Credit Spreads to Widen as Defaults Increase, IACPM Survey SaysCallie Bost
Credit spreads are poised to widen over the next three months, causing corporate defaults to rise, according to a survey by the International Association of Credit Portfolio Managers.
The outlook for investment-grade debt in North America plunged to minus 23.4 from negative 2.2 at the end of June and dropped to negative 30.4 from minus 20.9 for junk-rated borrowings, according to the survey, set for release today by the IACPM, whose 89 members include banks, insurance companies and money managers in 17 countries. A negative reading indicates deteriorating conditions.
Respondents said the Federal Reserve’s Sept. 18 decision to refrain from cutting back its monthly bond-buying program spurred a “relief rally” in credit markets, leading to spreads tightening excessively. Because “neither interest rates nor credit defaults can go any lower,” both will climb, according to the IACPM.
“When the Fed did not taper last month, there was a rally in multiple markets as a result,” Som-lok Leung, the New York-based executive director of the IACPM, said in a telephone interview. “Most people viewed that response as too much.”

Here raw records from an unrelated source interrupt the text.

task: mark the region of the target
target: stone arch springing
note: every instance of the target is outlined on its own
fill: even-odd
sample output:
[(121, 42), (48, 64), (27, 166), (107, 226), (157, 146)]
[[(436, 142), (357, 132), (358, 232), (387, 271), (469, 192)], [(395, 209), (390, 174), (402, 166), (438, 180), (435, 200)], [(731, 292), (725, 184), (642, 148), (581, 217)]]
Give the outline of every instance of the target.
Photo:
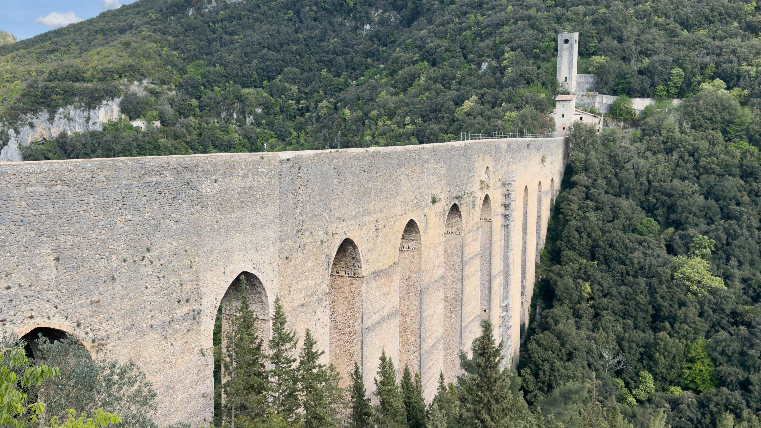
[(414, 220), (404, 227), (399, 246), (399, 369), (409, 364), (412, 372), (422, 373), (420, 365), (421, 301), (422, 262), (420, 229)]
[(463, 216), (452, 204), (444, 233), (444, 376), (454, 382), (460, 375), (463, 325)]
[(481, 204), (481, 262), (480, 310), (482, 319), (492, 316), (492, 199), (486, 195)]
[(539, 182), (537, 187), (537, 265), (542, 261), (542, 249), (544, 243), (542, 242), (542, 182)]
[[(45, 360), (45, 357), (42, 357), (40, 352), (40, 347), (37, 344), (37, 341), (40, 340), (40, 336), (46, 338), (51, 342), (60, 342), (63, 341), (66, 338), (66, 336), (70, 333), (60, 330), (59, 328), (53, 328), (53, 327), (35, 327), (32, 328), (28, 333), (21, 336), (21, 340), (26, 342), (24, 347), (24, 353), (27, 355), (27, 358), (30, 361), (33, 360)], [(75, 336), (76, 336), (75, 334)], [(84, 348), (87, 348), (81, 341), (79, 341), (79, 345)], [(88, 355), (92, 358), (92, 354)]]
[(364, 284), (359, 249), (352, 239), (341, 243), (330, 265), (328, 357), (349, 385), (354, 363), (362, 366), (361, 290)]
[[(521, 217), (523, 220), (521, 225), (521, 325), (526, 325), (526, 280), (527, 280), (527, 262), (528, 258), (528, 186), (524, 188), (524, 203)], [(521, 331), (522, 337), (522, 331)]]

The trailing 12-month global speculative-grade corporate default rate was 2.8 percent at the end of September, down from 2.9 percent in the second quarter and 3.3 percent a year earlier, according to an Oct. 7 report from Moody’s Investors Service. The ratings firm forecasts the measure will climb to 3 percent by the end of 2013.
High-yield, high-risk, or junk, debt is graded below Baa3 by Moody’s and lower than BBB- at Standard & Poor’s.
“There certainly will have to be a rise in rates and that will affect credit quality,” Leung said. “When cost of financing rises, that creates stress for corporations.”
The Fed will pare the monthly pace of asset buying to $70 billion from $85 billion at their March 18-19 meeting, according to the median of 40 responses in an Oct. 18 Bloomberg News survey of economists. The 16-day budget impasse in Washington, which resulted in 800,000 government employees being furloughed and prevented the publication of key economic data, reduced growth by 0.3 percentage point this quarter, economists said in the survey.
The agreement reached last week funds the government through Jan. 15, 2014, and suspended the debt limit until Feb. 7, setting up another round of confrontations that may further affect credit forecasts, according to Leung.
“I hate the phrase ’kick the can down the road’, but there’s no other way to describe what we’ve done and a lot will depend of how those discussions go,” Leung said. “I don’t think you can strongly predict very much.”
The credit spread outlook index for investment-grade European debt increased to 11.1 from negative 7.7 at the end of June, according to the report. The credit spread outlook index for speculative-grade European debt rose to zero from negative 24.3.
“Survey respondents may not be convinced Europe’s problems have been resolved, but they appear to be at least contained,” the IACPM said in the report.